Deployment of Handwriting Recognition System Using Artificial Neural Network (ANN)

Over the last few years, we have observed a big dramatic change in the handwriting recognition systems in terms of the security protocols. In this poster, we focus on the most common and efficient recognition system, which is the Optical Character Recognition (OCR). The need for some forms of automated or semi-automated optical character recognition ( OCR ) has been recognized for decades. Today there are numerous algorithms that perform this task, each with its own strengths and weaknesses. The basic idea of the poster is essentially to run the identical data through the two different algorithms and note the differences in each run along the way. Thus comparisons between the two handwriting and typed OCR detection methods are not influenced by unfair differences in the data or unbalanced procedures that would favor one method over the other.  OCR is used in many documenting systems such as MS word and PDF. It can be used even in transferring the document’s formatting.

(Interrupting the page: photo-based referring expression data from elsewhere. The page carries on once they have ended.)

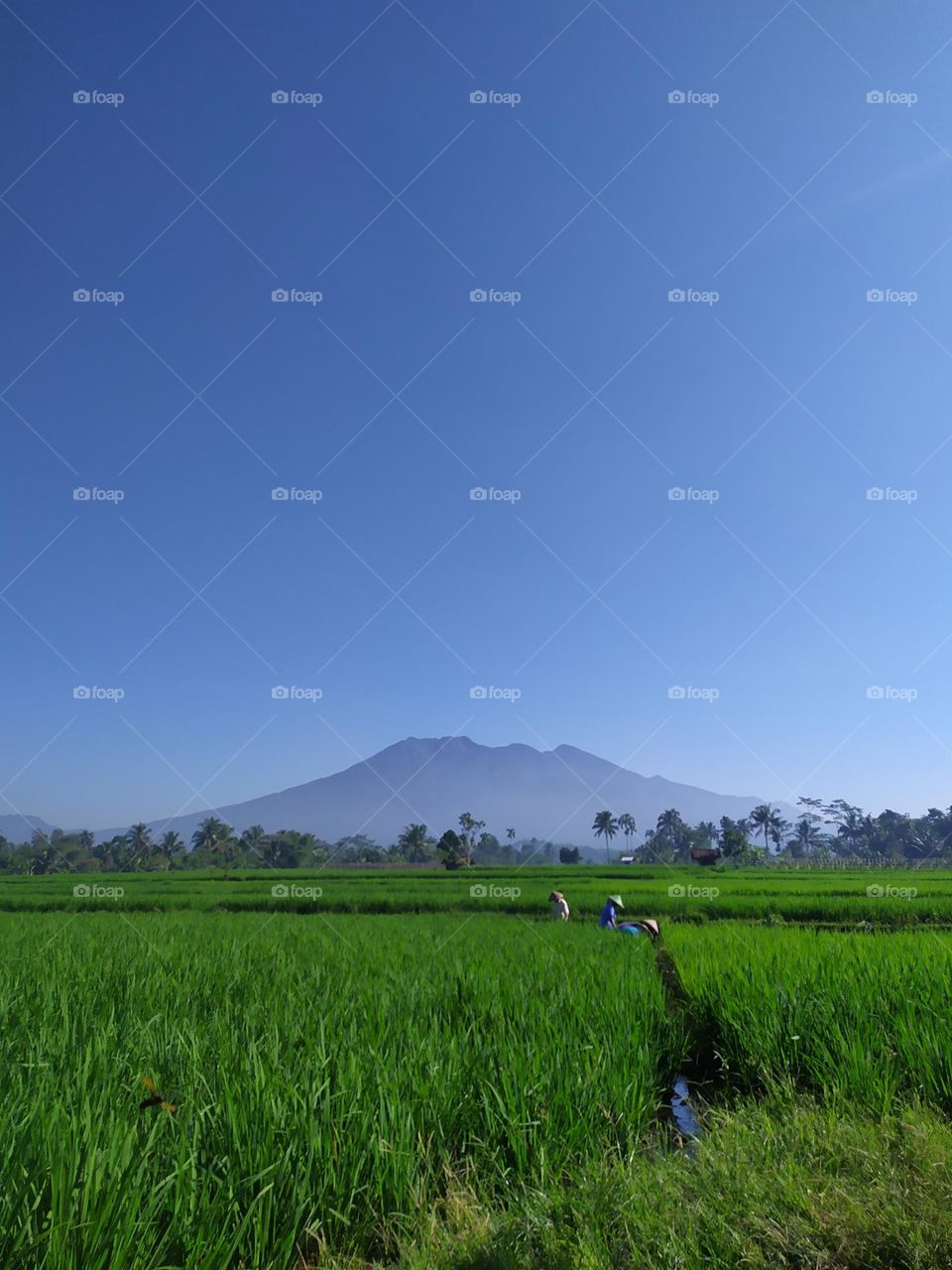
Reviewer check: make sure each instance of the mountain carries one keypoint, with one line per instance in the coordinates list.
(547, 794)
(19, 828)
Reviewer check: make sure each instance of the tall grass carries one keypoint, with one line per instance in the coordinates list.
(331, 1080)
(684, 893)
(866, 1019)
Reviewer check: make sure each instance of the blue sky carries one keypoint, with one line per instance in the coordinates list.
(809, 624)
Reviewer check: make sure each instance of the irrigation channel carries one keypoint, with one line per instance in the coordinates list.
(682, 1111)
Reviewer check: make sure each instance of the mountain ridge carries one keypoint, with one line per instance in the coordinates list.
(549, 794)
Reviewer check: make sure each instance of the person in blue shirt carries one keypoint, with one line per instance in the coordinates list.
(610, 913)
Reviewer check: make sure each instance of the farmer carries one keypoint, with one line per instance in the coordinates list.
(560, 910)
(610, 913)
(648, 926)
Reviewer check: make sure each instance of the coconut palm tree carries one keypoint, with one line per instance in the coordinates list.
(139, 839)
(171, 843)
(254, 838)
(214, 835)
(604, 826)
(626, 824)
(414, 842)
(770, 822)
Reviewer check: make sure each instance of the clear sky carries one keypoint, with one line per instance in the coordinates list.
(775, 593)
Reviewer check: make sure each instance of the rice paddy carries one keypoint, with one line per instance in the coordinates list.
(189, 1086)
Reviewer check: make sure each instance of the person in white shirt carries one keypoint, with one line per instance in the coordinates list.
(560, 910)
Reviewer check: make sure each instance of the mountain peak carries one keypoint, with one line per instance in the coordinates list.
(431, 780)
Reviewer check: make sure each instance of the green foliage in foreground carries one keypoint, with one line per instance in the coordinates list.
(329, 1079)
(693, 894)
(775, 1187)
(864, 1020)
(467, 1092)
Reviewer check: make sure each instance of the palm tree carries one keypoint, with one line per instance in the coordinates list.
(254, 837)
(414, 842)
(626, 824)
(770, 821)
(708, 829)
(214, 835)
(604, 826)
(171, 843)
(470, 829)
(139, 839)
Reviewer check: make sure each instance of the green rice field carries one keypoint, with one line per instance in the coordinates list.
(476, 1087)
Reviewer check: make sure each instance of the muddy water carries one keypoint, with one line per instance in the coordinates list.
(682, 1111)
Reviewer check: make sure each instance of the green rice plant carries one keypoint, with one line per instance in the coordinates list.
(865, 1019)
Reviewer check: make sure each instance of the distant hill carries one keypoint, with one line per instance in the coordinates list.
(546, 794)
(19, 828)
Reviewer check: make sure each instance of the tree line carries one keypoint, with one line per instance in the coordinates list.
(823, 832)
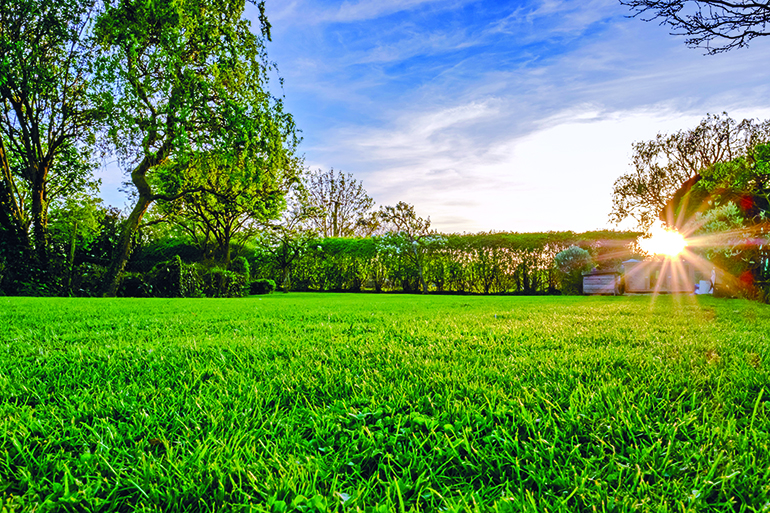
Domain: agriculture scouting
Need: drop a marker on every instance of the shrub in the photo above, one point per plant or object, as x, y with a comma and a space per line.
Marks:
134, 285
571, 263
262, 287
218, 282
87, 279
174, 278
240, 265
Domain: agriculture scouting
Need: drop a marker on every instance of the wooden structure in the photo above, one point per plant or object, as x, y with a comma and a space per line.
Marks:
601, 282
661, 276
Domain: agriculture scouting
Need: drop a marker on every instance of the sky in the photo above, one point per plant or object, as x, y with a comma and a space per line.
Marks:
491, 115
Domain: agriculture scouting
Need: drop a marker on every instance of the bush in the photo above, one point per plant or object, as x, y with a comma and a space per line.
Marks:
218, 282
240, 265
134, 285
174, 278
571, 263
87, 279
262, 287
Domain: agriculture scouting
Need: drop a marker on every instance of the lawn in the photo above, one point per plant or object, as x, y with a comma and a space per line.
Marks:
316, 402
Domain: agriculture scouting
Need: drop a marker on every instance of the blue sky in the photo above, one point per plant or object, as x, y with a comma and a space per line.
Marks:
507, 116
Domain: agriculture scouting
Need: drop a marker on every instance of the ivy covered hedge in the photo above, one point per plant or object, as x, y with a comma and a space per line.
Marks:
485, 263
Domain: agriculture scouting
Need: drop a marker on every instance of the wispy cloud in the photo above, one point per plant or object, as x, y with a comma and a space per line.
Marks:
497, 116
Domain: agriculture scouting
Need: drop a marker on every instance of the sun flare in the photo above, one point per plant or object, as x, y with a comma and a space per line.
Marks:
660, 240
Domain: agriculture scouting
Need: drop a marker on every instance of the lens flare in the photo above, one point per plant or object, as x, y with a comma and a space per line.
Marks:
660, 240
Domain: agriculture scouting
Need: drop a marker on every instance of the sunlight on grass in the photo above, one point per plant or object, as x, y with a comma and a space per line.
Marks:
317, 402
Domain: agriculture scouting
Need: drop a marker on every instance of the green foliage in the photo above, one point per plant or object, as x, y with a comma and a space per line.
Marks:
385, 403
218, 282
572, 263
240, 265
262, 287
174, 279
192, 113
663, 164
87, 278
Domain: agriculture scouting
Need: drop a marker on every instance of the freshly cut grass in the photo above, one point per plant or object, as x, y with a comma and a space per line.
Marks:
310, 402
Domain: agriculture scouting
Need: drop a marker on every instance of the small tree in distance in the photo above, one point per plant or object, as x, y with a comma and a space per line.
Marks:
405, 221
335, 204
571, 263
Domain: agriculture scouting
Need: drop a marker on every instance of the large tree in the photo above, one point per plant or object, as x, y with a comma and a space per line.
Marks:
186, 79
716, 25
46, 113
336, 204
232, 199
662, 165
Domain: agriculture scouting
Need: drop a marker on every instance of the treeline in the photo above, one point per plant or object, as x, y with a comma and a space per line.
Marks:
484, 263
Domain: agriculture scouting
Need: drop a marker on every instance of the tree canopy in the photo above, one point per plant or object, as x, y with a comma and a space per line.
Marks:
47, 114
186, 80
715, 25
662, 165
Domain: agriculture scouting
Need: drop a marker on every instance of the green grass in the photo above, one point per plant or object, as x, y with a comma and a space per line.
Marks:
310, 402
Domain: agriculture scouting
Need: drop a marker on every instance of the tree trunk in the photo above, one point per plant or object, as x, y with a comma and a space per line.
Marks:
40, 226
123, 248
15, 246
418, 261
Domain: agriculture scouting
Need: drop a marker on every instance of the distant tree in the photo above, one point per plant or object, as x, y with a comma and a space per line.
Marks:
186, 79
729, 24
415, 229
336, 204
663, 164
571, 264
47, 113
286, 241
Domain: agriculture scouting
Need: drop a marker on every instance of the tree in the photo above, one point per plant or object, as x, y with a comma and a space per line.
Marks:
187, 82
286, 241
729, 23
572, 263
46, 112
416, 230
337, 205
663, 164
231, 199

There are several steps that need to be taken to get a proper recognition such as classification, segmentation and extraction. The most important step is the symbol segmentation because it is based on this step; we can determine the right character or meaning. It fragments the input to a number of separate characters. This process includes other sub-steps which are word, line, and character segmentation. Our algorithm combines pattern recognition with help of a computer algorithm. It is considered as a multitask software, wherein the security is required; for example: police department, banks, and airports. Hence, we can use it as a different classifier at the same time. The static and dynamic approaches are the main categories of OCR which is the basis on its input. There are differences between the static and dynamic categories. Dynamic is more efficient in such multimedia recognition (e.g.: speech). OCR’s technique is almost considered in many applications. It has witnessed a huge deployment in many systems especially in the human computer interaction. We have used in this work four different classifications for deploying of the Artificial Neural Network for optical hand writing recognition system. We have used C sharp programming language to implement the application.  Our validated results show high improvement in the hand written recognition.